Nous avons, en ce qui nous concerne, un profil très industriel. La plupart des gens de l’équipe ont passé une dizaine ou une quinzaine d’années dans l’industrie, notamment à l’étranger.

M. Olivier Guize. Les souscripteurs d’Agro Invest sont au nombre de six. Les trois principaux sont le groupe Crédit Agricole, Bpifrance et Avril-Sofiprotéol, un groupe industriel spécialiste de la filière des oléagineux-protéagineux. Les trois autres souscripteurs, plus minoritaires, sont le groupe Agrica, une mutuelle de prévoyance agricole, et deux banques, Natixis et Arkéa, qui est le crédit mutuel de Bretagne. Ce sont des profils assez variés.

M. Jean-Marc Patouillaud. Le crowdlending, qui permet à des individus, des acteurs institutionnels ou des fonds de prêter directement à des PME, se généralise. Il présente l’intérêt d’accélérer l’accès à l’argent, sur des taux tout à fait raisonnables et avec des systèmes de scoring performants. C’est très complémentaire de ce que peut offrir le système bancaire. En France, quatre sociétés sont actives dans le domaine. Est-il plus naturel que Bpifrance investisse en tant qu’acteur du marché en direct dans l’une d’entre elles, en compétition avec des professionnels de l’investissement qui feraient d’autres choix, ou bien qu’elle investisse dans les fonds qu’elle considère être les plus performants et les plus professionnels, en leur laissant le loisir d’assurer la sélection des meilleures sociétés sur des critères financiers, managériaux et stratégiques ?

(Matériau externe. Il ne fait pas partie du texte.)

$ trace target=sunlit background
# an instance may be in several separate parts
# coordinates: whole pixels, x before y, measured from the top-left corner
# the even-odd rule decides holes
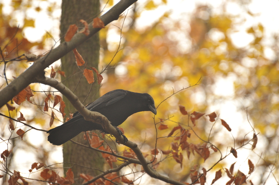
[[[101,14],[117,2],[110,1],[106,5],[106,2],[101,1],[101,9],[103,10]],[[11,27],[18,25],[24,38],[32,43],[43,42],[43,47],[39,44],[30,44],[32,47],[28,49],[37,55],[42,55],[60,43],[61,3],[60,1],[50,0],[0,1],[2,21]],[[156,122],[160,121],[158,118],[171,117],[171,121],[164,123],[169,128],[159,131],[159,136],[167,135],[172,128],[177,126],[175,122],[188,124],[188,117],[180,113],[179,104],[185,106],[190,113],[196,111],[206,115],[215,111],[219,118],[230,126],[232,129],[230,133],[221,125],[219,120],[213,125],[205,116],[198,121],[193,128],[206,140],[210,133],[210,141],[220,147],[223,155],[229,153],[230,147],[239,147],[244,138],[251,139],[253,128],[259,133],[258,141],[252,151],[251,145],[247,145],[237,150],[237,159],[231,154],[220,162],[212,170],[212,173],[208,173],[208,182],[214,178],[215,171],[223,168],[229,169],[236,161],[235,169],[247,174],[249,159],[256,166],[249,178],[254,184],[277,184],[279,180],[276,163],[279,118],[278,7],[279,1],[277,0],[266,1],[264,3],[256,0],[140,0],[118,21],[100,32],[99,69],[111,60],[119,45],[121,36],[123,37],[120,48],[123,48],[110,66],[115,65],[115,68],[102,74],[104,79],[101,94],[116,89],[147,92],[154,98],[157,106],[174,92],[197,83],[198,85],[176,94],[159,107]],[[0,35],[7,36],[4,25],[2,24],[0,33],[3,34]],[[119,28],[122,24],[120,30]],[[7,43],[4,39],[0,38],[2,40],[1,47]],[[7,78],[12,80],[13,76],[18,76],[32,64],[13,62],[7,65]],[[60,65],[60,61],[57,61],[52,66],[58,69]],[[0,65],[1,73],[2,66]],[[46,71],[50,74],[50,68]],[[59,77],[57,78],[59,79]],[[3,78],[0,80],[0,84],[5,84]],[[32,89],[42,91],[50,88],[32,85]],[[32,100],[37,105],[43,105],[45,94],[34,94]],[[22,104],[20,106],[14,105],[18,108],[18,116],[20,111],[30,125],[49,129],[50,113],[44,112],[42,106],[38,108],[28,102]],[[6,108],[0,111],[9,115]],[[59,113],[56,112],[56,115],[62,120]],[[12,116],[16,118],[14,112]],[[152,116],[148,113],[140,113],[131,116],[120,126],[129,131],[125,135],[130,140],[142,145],[144,153],[149,152],[155,147],[155,131]],[[1,137],[7,139],[11,136],[8,120],[0,119],[0,130],[2,131]],[[56,121],[54,124],[58,126],[61,122]],[[21,126],[19,123],[17,125]],[[22,128],[25,131],[28,129]],[[12,134],[12,137],[16,136],[15,134]],[[197,138],[194,138],[193,134],[191,137],[193,143],[201,142]],[[30,175],[28,171],[33,163],[42,162],[48,165],[63,161],[62,147],[51,145],[46,137],[44,132],[31,130],[25,135],[23,141],[17,138],[12,145],[7,144],[7,141],[1,142],[0,152],[7,149],[7,146],[9,150],[12,147],[10,169],[20,172],[23,176],[35,178],[37,175]],[[169,149],[171,141],[159,139],[158,147],[160,150]],[[169,142],[169,144],[166,144]],[[202,158],[194,158],[197,154],[194,156],[192,154],[189,160],[184,153],[182,169],[173,159],[168,159],[161,163],[158,171],[175,179],[190,183],[188,177],[184,175],[194,164],[200,164],[208,169],[218,161],[220,155],[211,152],[212,156],[204,163]],[[62,176],[62,170],[60,170],[59,174]],[[130,170],[127,167],[122,173],[128,173]],[[3,174],[0,172],[0,174]],[[140,172],[136,174],[138,177],[142,175]],[[223,176],[216,184],[225,184],[228,181],[224,173]],[[144,177],[135,183],[165,184],[154,181],[146,174]],[[130,178],[134,178],[134,175]]]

M. Jean-Baptiste Cuisinier. L’appareil public français de subventions, d’avances remboursables et de prêts qui était largement géré par Oséo et a été intégré dans Bpifrance couvre assez bien les cas de figure qui intéressent les sociétés dans lesquelles nous investissons, qui sont souvent au stade préindustriel. Il faut que l’intégration des différentes équipes – CDC Entreprises, Oséo… – se poursuive, que ces dispositifs et leur articulation soient les plus simples possibles, et l’information facile à trouver.

M. Pierre Rémy. Bpifrance investit déjà directement dans des entreprises, mais j’aurais du mal à imaginer que ce soit le seul acteur, car cela nécessiterait un champ de compétences très large. Chaque segment est très spécialisé, et il faut avoir accumulé beaucoup d’expérience pour prendre les bonnes décisions. L’action de la Caisse des dépôts et consignations puis de Bpifrance a favorisé l’émergence d’un écosystème. Pour créer un écosystème de capital-risque technologique, il faut vingt-cinq ou trente ans. Cette action commence à porter ses fruits. Je ne vois pas comment la BPI pourrait totalement se substituer à cette expertise accumulée en dehors d’elle. Par ailleurs, certains entrepreneurs sont moins ouverts que d’autres à la logique d’investissement de Bpifrance ou de l’État actionnaire. Il faut conserver des sources de financement multiples, à la fois pour être plus intelligents et pour répondre aux attentes des différents entrepreneurs.

Mme la présidente Véronique Louwagie. Merci aux uns et aux autres.